For a second day, public school teachers rallied at the State Capitol Building in Oklahoma City. Citing the need for higher pay and better funding for schools, the large crowd entered the capitol rotunda seeking an audience with lawmakers to support a tax bill that would provide an additional $200 million for Oklahoma Schools.
In addition to the protest at the capitol, some 30,000 other teachers left their jobs on Monday and Tuesday. These walkouts interrupted school in 70 school districts, suspending classes for 500,000 students in a state with a student population of 700,000. However, many students, parents, and teachers around the state organized events to support the striking teachers.
The Oklahoma teachers are following the pattern set in a by a successful teacher strike in West Virginia and another taking place in Kentucky. Like those states, Oklahoma does provide schools with funding well below the national average. Oklahoma ranks 47th in the U.S. in terms of dollars spent per student, and 48th in the nation in teacher salary average, according to data collected in 2016 by the National Educational Association. This works out to a mean annual average salary of $42,460, with new teachers starting at a wage of $31,600 minimum.
Oklahoma lawmakers tried to diffuse the strike before it happened by passing a $450 million tax bill, which included an average increase of $6,100 to teacher salaries.

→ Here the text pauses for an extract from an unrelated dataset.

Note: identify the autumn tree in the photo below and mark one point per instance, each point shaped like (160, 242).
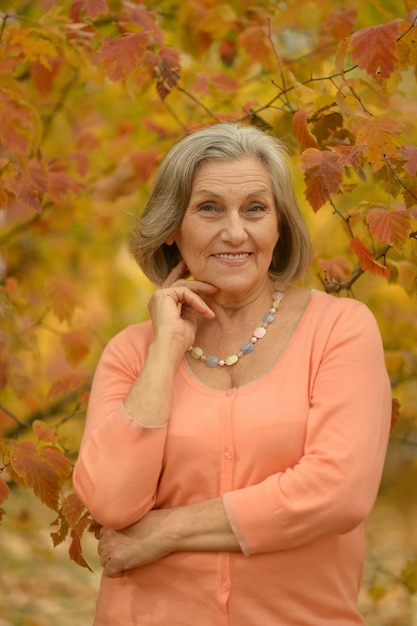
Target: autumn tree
(94, 92)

However, the focus of the package would have forced some school districts to cut back to just four school days a week. Teachers saw this as unacceptable and have requested that the spending bill is revoked and replaced by a package that would provide better funding for both teachers and school districts.

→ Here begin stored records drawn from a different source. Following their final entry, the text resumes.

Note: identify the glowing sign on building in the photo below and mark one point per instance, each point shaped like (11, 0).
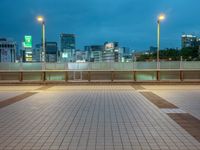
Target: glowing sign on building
(27, 41)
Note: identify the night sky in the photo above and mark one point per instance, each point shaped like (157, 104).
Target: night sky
(130, 22)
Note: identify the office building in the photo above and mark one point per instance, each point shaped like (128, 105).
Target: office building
(7, 50)
(111, 52)
(94, 53)
(51, 49)
(189, 41)
(68, 47)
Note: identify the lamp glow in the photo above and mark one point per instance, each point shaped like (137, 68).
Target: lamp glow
(40, 19)
(161, 17)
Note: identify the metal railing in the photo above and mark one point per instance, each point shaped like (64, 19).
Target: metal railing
(102, 71)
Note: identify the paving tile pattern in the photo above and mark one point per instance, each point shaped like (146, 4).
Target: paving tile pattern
(99, 118)
(15, 99)
(188, 122)
(157, 100)
(6, 95)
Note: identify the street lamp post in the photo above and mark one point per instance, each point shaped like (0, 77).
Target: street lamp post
(160, 18)
(41, 20)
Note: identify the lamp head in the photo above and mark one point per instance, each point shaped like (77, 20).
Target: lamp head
(161, 17)
(40, 19)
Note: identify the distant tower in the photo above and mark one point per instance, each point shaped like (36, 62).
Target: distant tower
(7, 50)
(189, 41)
(111, 52)
(68, 47)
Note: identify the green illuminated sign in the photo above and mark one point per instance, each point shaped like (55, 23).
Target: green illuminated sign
(27, 41)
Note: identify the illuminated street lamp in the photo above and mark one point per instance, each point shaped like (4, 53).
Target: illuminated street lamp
(41, 20)
(161, 17)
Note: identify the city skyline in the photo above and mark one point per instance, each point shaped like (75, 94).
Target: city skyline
(123, 21)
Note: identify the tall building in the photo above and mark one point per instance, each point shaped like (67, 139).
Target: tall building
(189, 41)
(7, 50)
(94, 53)
(51, 49)
(111, 52)
(27, 51)
(37, 53)
(68, 47)
(124, 54)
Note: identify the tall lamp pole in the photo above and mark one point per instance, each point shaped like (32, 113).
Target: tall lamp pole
(41, 20)
(160, 18)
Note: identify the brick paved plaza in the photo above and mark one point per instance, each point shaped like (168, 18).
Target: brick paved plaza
(110, 117)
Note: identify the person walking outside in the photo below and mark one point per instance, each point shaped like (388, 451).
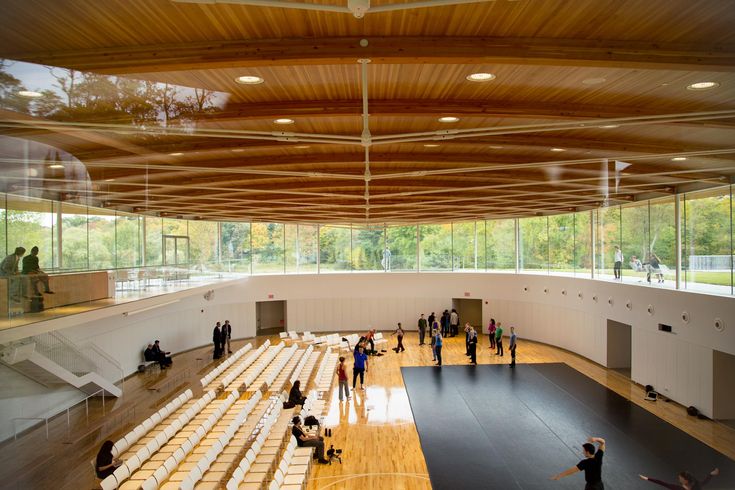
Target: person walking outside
(342, 378)
(359, 368)
(491, 332)
(499, 340)
(591, 465)
(618, 267)
(422, 329)
(399, 332)
(439, 342)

Governor Mary Fallin (R) has shown little sympathy for the striking teachers, suggesting they are acting like teenagers who want better cars. She also implied that the strike was not a product of local frustrated teachers but being led by outside groups, such as the anti-fascist movement, ANTIFA. Claims at which teachers and the local media both scoffed.
With both sides unwilling to budge, it seems a lengthy strike may be in order.